For most beginners, the immediate application is: dropping a very long document into Gemini and having it summarised, analysed, or explained.

Specific scenario: You're considering a shift into a regulated industry, healthcare administration, financial services, legal support. You find the relevant government guidelines or industry framework document. It's 80 pages. You paste it into Gemini and ask:

This is a government framework document for [industry]. I'm a professional 
considering a career in this field. Summarise the key requirements, the 
main regulatory bodies I'd need to know about, and the five most important 
things someone entering this field needs to understand about compliance.

You get a working overview of 80 pages in about two minutes. That's a real research tool.

Android native and free tier generosity

If you're on Android, Gemini is available as the default assistant. It integrates with your phone in ways that other models don't. This is a minor convenience for most people, but worth knowing.

The free tier at gemini.google.com is genuinely capable. You get access to current Google models without a subscription. There's a paid tier (bundled inside the Google One AI Premium plan) that unlocks higher limits and deeper Workspace features, but the free tier is sufficient for this course. Google publishes current pricing on their site if you want the specifics.

Gemini Gems: your personal topic assistant

Gems are saved custom configurations in Gemini Advanced (paid). If you're on the free tier, they're not available, skip ahead to the "Try this" section.

For those on the paid tier: a Gem is a saved AI persona with specific instructions and context. You can build an "AI Career Pivot 2026" Gem with your background, your target field, your timeline, and your specific goals already loaded.
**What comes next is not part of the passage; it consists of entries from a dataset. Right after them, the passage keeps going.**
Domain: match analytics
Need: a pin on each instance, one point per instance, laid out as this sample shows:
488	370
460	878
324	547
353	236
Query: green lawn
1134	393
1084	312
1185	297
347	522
Every conversation with that Gem starts from your context rather than from zero.

This dramatically reduces the amount of re-explaining you do. For a task like studying for a certification over three months, it's the difference between re-briefing the AI every session and having a tutor who remembers what you've covered.

The honest weaknesses

Writing voice for personal content. Gemini is less consistent than Claude when you want output that sounds like a specific person. For LinkedIn posts, cover letters, or anything where "this sounds like me" matters, Claude (or even ChatGPT with examples-first prompting) tends to produce better results. Gemini's writing voice can feel slightly impersonal.

Behaviour shifts between versions. Google ships new Gemini variants frequently, and a faster model behaves differently from a more capable model, which behaves differently again from the Workspace-integrated version. If you switch between them, don't be surprised if you get inconsistent results. Pick one for a given task type and stick with it.

Less of a track record for prompting techniques. Because Gemini is newer to widespread use, there are fewer community-tested prompts and fewer tutorials specifically for it. You can apply all three patterns from Module 2 and they'll work, but the specific examples and refinements that exist for ChatGPT don't yet exist at the same scale for Gemini.